As Instapundit puts it: When they make you a school principal do they at least pay for the lobotomy?

About Joanne


  1. Roger Sweeny says:

    I am glad to see this finally getting some mainstream attention. There has been an “achievement gap” between males and females for decades. It has been getting worse, so perhaps more people will care. However, I am not optimistic.

    According to conventional wisdom, the United States is a patriarchy, not a matriarchy. Females are oppressed, while males are oppressors.

    Thus, any problems males have in school are not a big deal, nothing to be concerned about. They are maybe even a good thing. Women are screwed elsewhere; perhaps it is only fair that males be screwed in school.

  2. Crimson Wife says:

    My son loves to write and his stories are always about knights or pirates or “Space Defense Team” soldiers. Lots of action but not so much in the way of characterization yet. He’s only 8 so there’s plenty of time to get into that aspect of writing later on.

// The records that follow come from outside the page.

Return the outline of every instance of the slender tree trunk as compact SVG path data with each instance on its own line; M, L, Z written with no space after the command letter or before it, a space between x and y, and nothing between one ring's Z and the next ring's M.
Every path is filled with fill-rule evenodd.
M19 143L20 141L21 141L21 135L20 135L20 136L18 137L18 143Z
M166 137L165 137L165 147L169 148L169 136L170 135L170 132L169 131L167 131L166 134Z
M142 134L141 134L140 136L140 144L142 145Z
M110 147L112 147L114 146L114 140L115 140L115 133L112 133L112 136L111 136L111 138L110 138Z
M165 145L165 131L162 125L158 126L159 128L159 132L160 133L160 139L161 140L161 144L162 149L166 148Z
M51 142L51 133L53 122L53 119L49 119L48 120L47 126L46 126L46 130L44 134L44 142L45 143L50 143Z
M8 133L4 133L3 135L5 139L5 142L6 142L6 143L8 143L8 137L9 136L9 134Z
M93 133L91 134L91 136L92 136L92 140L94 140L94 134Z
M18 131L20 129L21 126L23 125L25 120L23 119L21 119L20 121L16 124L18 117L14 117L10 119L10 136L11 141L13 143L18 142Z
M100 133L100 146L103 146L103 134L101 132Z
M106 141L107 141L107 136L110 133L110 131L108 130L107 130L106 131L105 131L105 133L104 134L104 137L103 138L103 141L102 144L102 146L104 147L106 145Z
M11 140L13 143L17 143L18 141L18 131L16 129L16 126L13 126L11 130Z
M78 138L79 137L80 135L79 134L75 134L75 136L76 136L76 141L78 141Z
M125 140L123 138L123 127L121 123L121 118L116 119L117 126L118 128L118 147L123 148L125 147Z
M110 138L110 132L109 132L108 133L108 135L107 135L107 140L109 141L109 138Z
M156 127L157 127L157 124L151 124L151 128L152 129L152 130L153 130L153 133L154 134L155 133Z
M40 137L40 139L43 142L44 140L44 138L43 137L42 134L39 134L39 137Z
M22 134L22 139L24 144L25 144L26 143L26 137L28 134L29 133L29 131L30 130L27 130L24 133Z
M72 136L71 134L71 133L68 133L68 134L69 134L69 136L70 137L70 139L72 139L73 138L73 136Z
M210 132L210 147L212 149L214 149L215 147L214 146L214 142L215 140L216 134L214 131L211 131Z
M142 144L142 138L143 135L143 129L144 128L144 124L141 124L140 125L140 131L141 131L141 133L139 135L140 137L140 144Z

    • Richard Aubrey says:

      Crimson wife. Glad to hear of your son’s interests. You have planned to keep him hidden from society, of course?

  3. Michael E. Lopez says:

    It might still be a patriarchy (if it ever was).

    Males *on average* aren’t doing so well, but the elites are doing just fine.

    One can have a patriarchy in which the majority of the males are underlings.

    • Richard Aubrey says:

      In any hierarchy, the majority are underlings.
      So I suppose, if it has to be looked at, how are the women doing amongst the top, say, one-tenth of one percent? They not being underlings.
      I have no idea, except that we should except women who hang around the Kennedys.

    • Stacy in NJ says:

      “One can have a patriarchy in which the majority of the males are underlings.”

      Yes, the Spartans did and they were called helots or nothoi but that didn’t end so well for the Spartans.

  4. One factor here is the general fear of getting sued. A student writes about a warrior with weapons. The teacher or administrator thinks, “if I allow this, will I get in trouble?” Wrong question–but a common one.

    • Do you have a source for that impression? I have never heard that suggested in defense of this type of rule, nor would such a fear appear to have any basis in reality.

      • Source for that impression: “But Jeff said the headmaster told him he couldn’t guarantee the safety of other students with his son around.” A reasonable conclusion is that the headmaster is obfuscating.

  5. If I understand, the reason that women dominated the 20th century and rose to control the nation’s boardrooms and legislatures is that schools make students sit in desks? No, that’s clearly not the case.

    Perhaps the idea is that the desks they use in schools these days are somehow different than the ones they used in the past?

  6. So there’s a book I read not long ago called “Why Boys Fail” (http://janetheactuary.blogspot.com/2013/10/from-library-why-boys-fail-saving-our.html) which argues that the largest problem is that literacy/verbal skill expecatations have been heavily ramped up in the past several decades, and that’s what’s leaving boys to struggle. Curious to know if anyone’s read it.

    • I think I read it. I read a lot of books like that, though, and it may have been a different title. Something about boys doing better with more phonics, and not expecting so much reading from 5yos? We really have shoved a lot of literacy skills down to earlier and earlier ages, and that doesn’t work for all kids, boys in particular. Earlier isn’t necessarily better.